Das Verlangen nach dem Aufstieg

Francesco Petrarca schreibt in einem Brief an Francesco Dionigi von Borgo San Sepolcro, dass er heute den Mont Ventoux – auch Ventosus („der Windige“) genannt – bestiegen hat. Seine Motivation war einzig und allein der lang gehegte Wunsch, den Gipfel dieses Berges, dessen Anblick er seit seiner Kindheit kennt, endlich einmal aufzusuchen.

„Den höchsten Berg dieser Gegend, den man nicht zu Unrecht Ventosus, ,den Windigen‘, nennt, habe ich am heutigen Tag bestiegen, allein vom Drang beseelt, diesen außergewöhnlich hohen Ort zu sehen.“ (S. 9)

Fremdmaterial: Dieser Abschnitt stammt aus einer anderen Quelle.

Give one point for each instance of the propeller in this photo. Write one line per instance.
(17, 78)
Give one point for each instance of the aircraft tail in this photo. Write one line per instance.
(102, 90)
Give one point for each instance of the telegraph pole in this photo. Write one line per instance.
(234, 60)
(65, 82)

In seinem Vorhaben hat ihn zudem die Lektüre der römischen Geschichte nach Livius bestärkt. Bei diesem hat Petrarca von der Besteigung des Haemus, eines Berges in Thessalien, durch den makedonischen König Philipp gelesen. Dieser hatte, dem Gerücht folgend, man könne vom Gipfel des Haemus sowohl das Adriatische wie auch das Schwarze Meer sehen, den Aufstieg gewagt. Ob das Gerücht stimmt, hat Petrarca nicht in Erfahrung bringen können: Die Schriftsteller sind darüber uneins, und der Berg ist für eine persönliche Überprüfung leider zu weit entfernt. Wäre der Berg in erreichbarer Nähe, so hätte Petrarca sich selbst ein Bild gemacht. Doch durch das historische Vorbild sah er sich zumindest gewappnet, ebenfalls eine Bergbesteigung in Angriff zu nehmen, zumal er dabei – anders als König Philipp – keine Staatsgeschäfte vernachlässigen musste.

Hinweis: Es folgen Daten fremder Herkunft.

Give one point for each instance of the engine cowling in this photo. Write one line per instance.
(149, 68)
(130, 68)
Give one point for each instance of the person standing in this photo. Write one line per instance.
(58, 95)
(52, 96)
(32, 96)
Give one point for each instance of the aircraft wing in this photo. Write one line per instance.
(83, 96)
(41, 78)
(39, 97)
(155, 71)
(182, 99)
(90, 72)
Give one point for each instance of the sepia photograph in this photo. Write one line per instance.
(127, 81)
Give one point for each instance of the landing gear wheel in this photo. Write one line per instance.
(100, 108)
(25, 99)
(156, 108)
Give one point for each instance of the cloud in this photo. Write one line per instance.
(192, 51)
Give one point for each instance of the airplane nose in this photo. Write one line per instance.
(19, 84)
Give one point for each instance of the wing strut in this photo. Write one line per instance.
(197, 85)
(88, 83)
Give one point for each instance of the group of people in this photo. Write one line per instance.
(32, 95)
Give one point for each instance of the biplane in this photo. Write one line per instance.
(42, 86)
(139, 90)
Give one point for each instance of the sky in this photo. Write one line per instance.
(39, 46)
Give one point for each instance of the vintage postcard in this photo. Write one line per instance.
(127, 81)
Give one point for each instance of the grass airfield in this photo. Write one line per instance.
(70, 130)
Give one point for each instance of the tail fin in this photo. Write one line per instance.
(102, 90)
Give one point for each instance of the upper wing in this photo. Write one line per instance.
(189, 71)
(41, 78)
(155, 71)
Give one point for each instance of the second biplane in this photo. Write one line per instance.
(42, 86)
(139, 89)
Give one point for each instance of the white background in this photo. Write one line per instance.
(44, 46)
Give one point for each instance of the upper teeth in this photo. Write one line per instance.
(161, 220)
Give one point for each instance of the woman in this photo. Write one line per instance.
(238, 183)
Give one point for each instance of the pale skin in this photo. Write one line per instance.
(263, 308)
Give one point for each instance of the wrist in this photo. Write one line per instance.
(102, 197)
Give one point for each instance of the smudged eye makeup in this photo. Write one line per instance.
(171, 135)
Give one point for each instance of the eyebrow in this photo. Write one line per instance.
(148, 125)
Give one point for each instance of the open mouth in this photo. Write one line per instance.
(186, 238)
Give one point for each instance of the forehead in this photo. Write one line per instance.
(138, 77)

„Mein Bruder freilich strebte auf dem abkürzenden Weg geradewegs über die Kämme des Berges in immer höhere Zonen, ich dagegen, weniger gestählt als er, schlug einen schrägen Pfad nach unten ein.“ (S. 14)

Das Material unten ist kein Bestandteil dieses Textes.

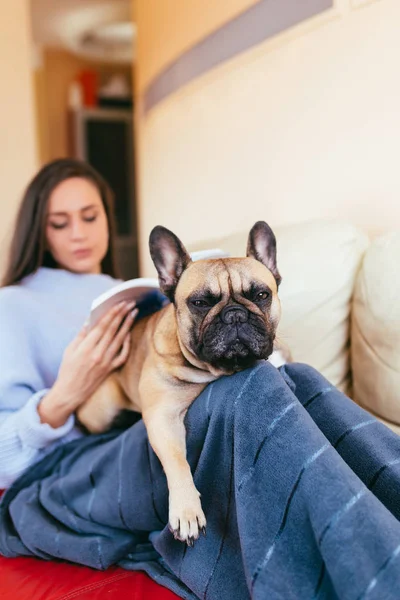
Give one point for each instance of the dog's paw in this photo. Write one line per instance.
(186, 517)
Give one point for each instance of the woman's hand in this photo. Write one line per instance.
(87, 361)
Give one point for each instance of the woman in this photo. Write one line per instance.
(299, 502)
(61, 258)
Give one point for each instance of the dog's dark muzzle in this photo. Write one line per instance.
(234, 314)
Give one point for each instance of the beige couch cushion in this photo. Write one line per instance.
(376, 330)
(318, 261)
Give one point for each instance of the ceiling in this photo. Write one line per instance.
(97, 29)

Nach dem Beschluss des Vorhabens gestaltete sich die Suche nach einem geeigneten Begleiter als schwierig. Petrarca ging im Geist alle Freunde durch, doch keiner schien zu passen: Der eine war zu ruhig, der andere zu laut, einer zu schwach, einer zu kräftig. Diese Eigenheiten stören ihn im Alltag nicht, doch befürchtete er, sie könnten bei der Ersteigung des Berges, die er als Extremsituation einstuft, zur Belastung werden. Mit feiner Rücksicht auf die freundschaftlichen Beziehungen zu den Kandidaten, überlegte er hin und her. Schließlich wandte er sich an seinen jüngeren Bruder, der das Angebot einer gemeinsamen Bergtour mit Freuden annahm.

Warnungen zum Aufbruch

Der Tag des Aufbruchs ist gekommen, und die beiden Brüder machen sich mit zwei Dienern im Schlepptau auf den Weg nach Malaucène am Fuß der Nordseite des Mont Ventoux. Nachdem sie dort einen ganzen Tag lang gerastet haben, beginnen sie bei schönem Wetter und in bester Laune von hier aus den Aufstieg. Gleich zu Anfang ihrer Wanderung treffen Petrarca und sein Bruder an den Hängen des Berges einen alten Hirten, der eindringlich versucht, sie von der Besteigung abzubringen. Er selbst sei vor 50 Jahren von dem gleichen Unterfangen reumütig, erschöpft und verletzt zurückgekommen. Niemand habe vor oder nach ihm jemals eine Besteigung gewagt, und auch die Petrarca-Brüder sollten besser von ihrem Plan ablassen. Doch die Warnung bestärkt die jugendlich begeisterten Bergwanderer nur in ihrem Vorhaben.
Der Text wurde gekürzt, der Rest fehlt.